Q. What is deep brain stimulation and what type of conditions does it help?Deep brain stimulation (DBS) is an exciting new surgical option in our arsenal of treatments for movement disorders. Any patient with a movement disorder who is not responding adequately to medications may be considered. It is an especially effective option for patients with moderate severity Parkinson's disease who are becoming less and less responsive to medication, and for patients with essential tremor. It can also help individuals with certain types of dystonia and tremor due to multiple sclerosis.
During DBS surgery, an electrode about the thickness of a strand of spaghetti is implanted into the area of the brain causing symptoms. It is then connected to a battery placed underneath the skin of the collarbone, much like a heart pacemaker. When activated, these electrical impulses suppress abnormal movements resulting in improvement in the target symptoms of tremor, rigidity, slowness of movement and stiffness.
Q. What type of follow-up care does the patient require?After recovery, the patient will have the implant adjusted for maximum reduction of side effects and optimal control of symptoms. In most cases, patients still require some medication, but usually in lesser amounts. We work with patients to find a good balance between electricity and chemistry. In some instances, a patient may go through physical, occupational and speech therapy to further improve function. A movement disorder specialist can program and "fine tune" the DBS in an outpatient setting to provide the best combination of treatments to meet an individual patient's needs.
Q. How successful is DBS in treating symptoms?While DBS is not a cure, significant improvement is seen in most cases with low risk to the patient. For example, we can expect DBS to improve symptoms of tremor by 80 to 90 percent in patients with Parkinson's disease and essential tremor. MS patients see a lesser but still significant improvement.
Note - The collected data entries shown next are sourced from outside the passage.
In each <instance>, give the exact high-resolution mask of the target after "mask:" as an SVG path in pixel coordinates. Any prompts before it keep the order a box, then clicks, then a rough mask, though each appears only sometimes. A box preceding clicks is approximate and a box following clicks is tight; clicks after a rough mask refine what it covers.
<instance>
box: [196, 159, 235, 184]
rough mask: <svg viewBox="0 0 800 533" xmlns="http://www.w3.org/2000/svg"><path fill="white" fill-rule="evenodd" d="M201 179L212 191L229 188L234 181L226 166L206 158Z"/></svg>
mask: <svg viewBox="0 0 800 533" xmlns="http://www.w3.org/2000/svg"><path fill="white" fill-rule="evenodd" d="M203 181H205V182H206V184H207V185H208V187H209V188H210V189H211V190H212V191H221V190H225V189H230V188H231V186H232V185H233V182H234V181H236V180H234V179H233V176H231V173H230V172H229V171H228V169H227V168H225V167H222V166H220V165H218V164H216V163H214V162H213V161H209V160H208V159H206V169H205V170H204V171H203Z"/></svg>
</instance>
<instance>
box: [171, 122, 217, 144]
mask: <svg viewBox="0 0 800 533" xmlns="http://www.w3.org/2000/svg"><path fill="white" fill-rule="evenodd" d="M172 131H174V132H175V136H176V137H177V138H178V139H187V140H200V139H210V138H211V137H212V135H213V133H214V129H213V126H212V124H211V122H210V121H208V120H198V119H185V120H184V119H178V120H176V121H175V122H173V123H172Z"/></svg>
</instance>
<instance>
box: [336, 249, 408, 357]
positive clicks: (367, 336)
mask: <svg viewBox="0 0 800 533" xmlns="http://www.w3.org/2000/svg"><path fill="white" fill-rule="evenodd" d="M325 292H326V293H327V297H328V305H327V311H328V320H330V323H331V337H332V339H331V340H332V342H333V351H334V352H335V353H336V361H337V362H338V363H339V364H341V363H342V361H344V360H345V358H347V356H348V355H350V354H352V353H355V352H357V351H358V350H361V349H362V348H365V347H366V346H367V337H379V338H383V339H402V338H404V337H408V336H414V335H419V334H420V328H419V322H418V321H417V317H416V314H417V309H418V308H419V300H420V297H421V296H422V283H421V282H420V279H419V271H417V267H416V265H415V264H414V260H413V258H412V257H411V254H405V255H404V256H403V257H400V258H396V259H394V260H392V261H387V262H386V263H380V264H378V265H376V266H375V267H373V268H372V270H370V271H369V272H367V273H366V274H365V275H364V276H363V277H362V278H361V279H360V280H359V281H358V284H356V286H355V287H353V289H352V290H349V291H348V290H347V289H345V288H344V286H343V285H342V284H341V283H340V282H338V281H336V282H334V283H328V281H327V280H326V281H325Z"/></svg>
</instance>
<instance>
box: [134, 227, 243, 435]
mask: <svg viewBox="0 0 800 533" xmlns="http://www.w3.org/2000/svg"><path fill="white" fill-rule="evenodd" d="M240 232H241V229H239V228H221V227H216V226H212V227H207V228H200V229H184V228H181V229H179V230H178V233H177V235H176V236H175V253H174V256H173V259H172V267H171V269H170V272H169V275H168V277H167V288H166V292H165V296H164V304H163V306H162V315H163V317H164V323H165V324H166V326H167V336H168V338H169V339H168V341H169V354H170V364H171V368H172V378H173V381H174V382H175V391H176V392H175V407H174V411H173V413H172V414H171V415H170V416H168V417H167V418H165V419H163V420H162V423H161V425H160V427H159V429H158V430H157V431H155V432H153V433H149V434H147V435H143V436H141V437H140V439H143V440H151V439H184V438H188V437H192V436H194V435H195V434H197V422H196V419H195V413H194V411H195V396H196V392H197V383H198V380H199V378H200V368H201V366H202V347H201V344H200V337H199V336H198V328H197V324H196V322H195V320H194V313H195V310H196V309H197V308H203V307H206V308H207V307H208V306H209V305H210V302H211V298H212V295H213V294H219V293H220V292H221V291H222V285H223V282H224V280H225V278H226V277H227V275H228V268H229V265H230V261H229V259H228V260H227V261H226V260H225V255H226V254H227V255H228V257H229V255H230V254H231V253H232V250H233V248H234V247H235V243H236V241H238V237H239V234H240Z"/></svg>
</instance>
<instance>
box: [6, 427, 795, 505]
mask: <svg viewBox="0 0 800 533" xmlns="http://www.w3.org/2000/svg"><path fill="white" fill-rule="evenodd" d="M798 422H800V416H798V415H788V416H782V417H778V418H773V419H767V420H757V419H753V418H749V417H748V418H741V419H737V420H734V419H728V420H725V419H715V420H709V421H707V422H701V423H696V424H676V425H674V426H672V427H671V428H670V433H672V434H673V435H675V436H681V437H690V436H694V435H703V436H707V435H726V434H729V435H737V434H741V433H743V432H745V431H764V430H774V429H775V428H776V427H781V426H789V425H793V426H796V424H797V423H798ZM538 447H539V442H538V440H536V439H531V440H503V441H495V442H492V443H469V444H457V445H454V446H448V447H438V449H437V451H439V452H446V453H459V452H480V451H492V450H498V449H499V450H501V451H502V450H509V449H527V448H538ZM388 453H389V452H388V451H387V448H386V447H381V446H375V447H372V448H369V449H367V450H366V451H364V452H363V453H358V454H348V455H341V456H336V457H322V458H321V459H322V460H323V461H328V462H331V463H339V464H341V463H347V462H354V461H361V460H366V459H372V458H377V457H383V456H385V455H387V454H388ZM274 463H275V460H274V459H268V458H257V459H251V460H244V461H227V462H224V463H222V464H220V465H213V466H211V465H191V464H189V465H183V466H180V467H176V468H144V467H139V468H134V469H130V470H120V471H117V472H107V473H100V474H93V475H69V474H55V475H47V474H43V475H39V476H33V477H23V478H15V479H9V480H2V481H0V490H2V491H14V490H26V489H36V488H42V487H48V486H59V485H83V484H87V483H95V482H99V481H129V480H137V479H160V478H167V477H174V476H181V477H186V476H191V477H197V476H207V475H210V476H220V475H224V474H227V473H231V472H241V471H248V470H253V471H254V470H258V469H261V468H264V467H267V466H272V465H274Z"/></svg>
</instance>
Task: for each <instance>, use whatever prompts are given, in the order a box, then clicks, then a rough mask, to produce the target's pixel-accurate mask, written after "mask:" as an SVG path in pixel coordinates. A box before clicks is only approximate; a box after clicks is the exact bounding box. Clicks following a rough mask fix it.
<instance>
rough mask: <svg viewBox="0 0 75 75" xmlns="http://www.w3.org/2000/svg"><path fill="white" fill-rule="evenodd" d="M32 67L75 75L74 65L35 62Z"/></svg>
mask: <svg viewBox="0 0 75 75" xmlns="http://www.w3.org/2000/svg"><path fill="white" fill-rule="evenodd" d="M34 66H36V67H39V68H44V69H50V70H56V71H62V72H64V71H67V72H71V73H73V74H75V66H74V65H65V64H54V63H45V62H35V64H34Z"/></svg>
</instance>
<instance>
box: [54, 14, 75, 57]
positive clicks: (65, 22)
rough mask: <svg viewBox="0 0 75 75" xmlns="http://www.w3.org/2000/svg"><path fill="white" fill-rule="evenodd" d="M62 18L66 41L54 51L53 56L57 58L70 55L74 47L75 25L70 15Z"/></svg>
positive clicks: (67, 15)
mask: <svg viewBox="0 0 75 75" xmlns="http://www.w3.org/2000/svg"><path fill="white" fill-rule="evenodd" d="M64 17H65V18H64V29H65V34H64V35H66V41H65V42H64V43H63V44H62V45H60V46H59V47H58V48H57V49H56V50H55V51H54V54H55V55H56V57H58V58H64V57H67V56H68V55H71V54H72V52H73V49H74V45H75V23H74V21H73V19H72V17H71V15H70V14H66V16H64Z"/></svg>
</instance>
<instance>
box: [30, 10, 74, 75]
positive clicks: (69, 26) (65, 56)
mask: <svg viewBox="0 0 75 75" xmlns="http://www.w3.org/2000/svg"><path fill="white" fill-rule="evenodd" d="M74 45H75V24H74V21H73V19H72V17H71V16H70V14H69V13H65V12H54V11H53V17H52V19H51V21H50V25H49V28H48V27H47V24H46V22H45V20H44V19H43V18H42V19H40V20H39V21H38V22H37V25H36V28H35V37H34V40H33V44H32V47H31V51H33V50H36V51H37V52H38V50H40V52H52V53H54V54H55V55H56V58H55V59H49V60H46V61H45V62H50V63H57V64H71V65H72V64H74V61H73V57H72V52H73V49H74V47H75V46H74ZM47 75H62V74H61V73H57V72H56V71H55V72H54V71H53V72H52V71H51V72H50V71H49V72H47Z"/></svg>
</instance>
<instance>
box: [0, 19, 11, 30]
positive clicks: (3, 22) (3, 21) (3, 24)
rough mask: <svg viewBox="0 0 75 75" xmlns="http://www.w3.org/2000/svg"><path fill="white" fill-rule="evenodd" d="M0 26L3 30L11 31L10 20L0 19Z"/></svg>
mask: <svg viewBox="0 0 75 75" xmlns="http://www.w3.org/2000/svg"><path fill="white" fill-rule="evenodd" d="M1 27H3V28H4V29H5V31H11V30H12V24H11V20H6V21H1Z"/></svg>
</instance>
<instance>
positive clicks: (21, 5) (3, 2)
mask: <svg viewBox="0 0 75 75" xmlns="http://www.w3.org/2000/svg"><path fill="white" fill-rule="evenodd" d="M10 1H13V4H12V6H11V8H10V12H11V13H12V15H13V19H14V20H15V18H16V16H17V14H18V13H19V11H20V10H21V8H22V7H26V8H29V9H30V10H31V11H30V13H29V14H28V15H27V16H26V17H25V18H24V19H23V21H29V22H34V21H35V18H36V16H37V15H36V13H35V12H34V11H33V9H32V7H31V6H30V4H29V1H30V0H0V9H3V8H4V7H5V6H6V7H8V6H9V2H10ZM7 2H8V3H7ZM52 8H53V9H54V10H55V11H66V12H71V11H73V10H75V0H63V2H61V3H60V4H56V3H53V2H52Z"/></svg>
Patients who had previously found it difficult to do even simple activities, such as eating and drinking, obtain marked improvement in activities of daily living.
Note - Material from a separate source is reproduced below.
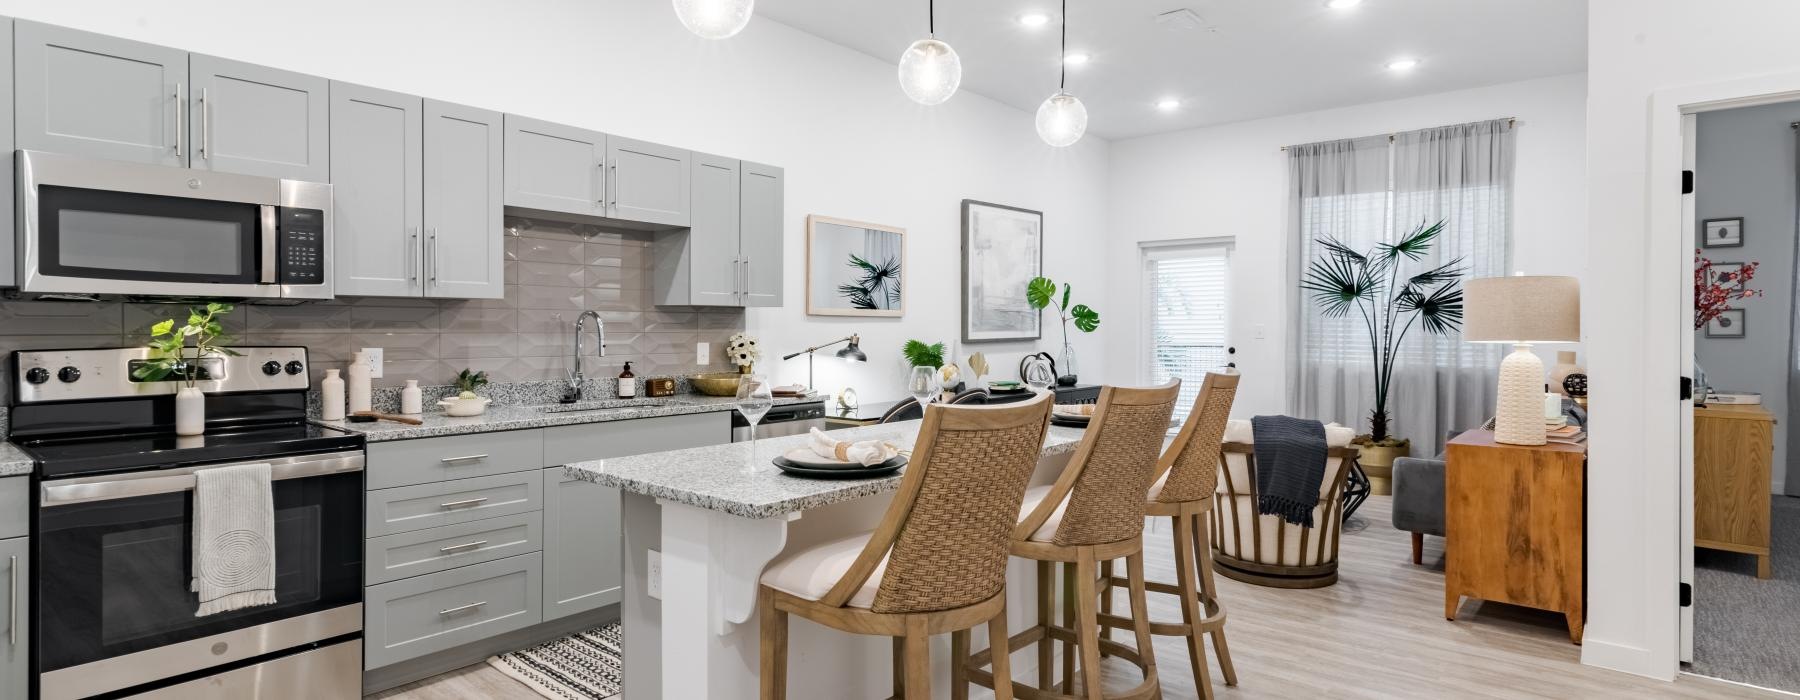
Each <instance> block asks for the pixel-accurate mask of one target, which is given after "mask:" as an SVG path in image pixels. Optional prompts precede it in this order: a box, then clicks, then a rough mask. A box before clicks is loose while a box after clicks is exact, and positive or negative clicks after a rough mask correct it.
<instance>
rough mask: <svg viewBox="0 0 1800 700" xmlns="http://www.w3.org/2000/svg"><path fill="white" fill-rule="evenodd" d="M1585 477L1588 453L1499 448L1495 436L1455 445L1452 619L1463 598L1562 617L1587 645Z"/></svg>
mask: <svg viewBox="0 0 1800 700" xmlns="http://www.w3.org/2000/svg"><path fill="white" fill-rule="evenodd" d="M1586 468H1588V448H1586V446H1580V444H1555V443H1552V444H1543V446H1519V444H1499V443H1494V434H1492V432H1489V430H1469V432H1465V434H1462V435H1456V439H1453V441H1451V443H1449V450H1447V455H1445V468H1444V549H1445V556H1444V619H1451V621H1454V619H1456V608H1458V606H1462V597H1463V596H1469V597H1480V599H1485V601H1499V603H1512V605H1523V606H1530V608H1539V610H1555V612H1561V614H1564V615H1566V617H1568V624H1570V641H1573V642H1575V644H1580V635H1582V623H1584V621H1586V608H1584V605H1586V599H1584V597H1586V583H1584V579H1586V578H1584V574H1586V572H1584V567H1586V556H1584V554H1586V552H1584V547H1586V520H1584V497H1586V493H1584V491H1586Z"/></svg>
In individuals with Parkinson's disease, we can improve certain symptoms better than others and we can rank the order of symptoms we expect to improve. The number one symptom that is improved is tremor, followed by muscle rigidity or stiffness. In the operating room, we see tremor improve within a matter of seconds and muscular rigidity in a couple of minutes. But the third symptom on our list — bradykinesia or slowness of movement – may not improve as rapidly. It could take days or weeks. And the fourth symptom — trouble with balance and walking — may or may not improve over time. But DBS does allow most patients to experience an increase in good quality "on" time with less tremor, stiffness and slowness of movement. And it almost always allows patients to get by on less medication and thus have fewer side effects.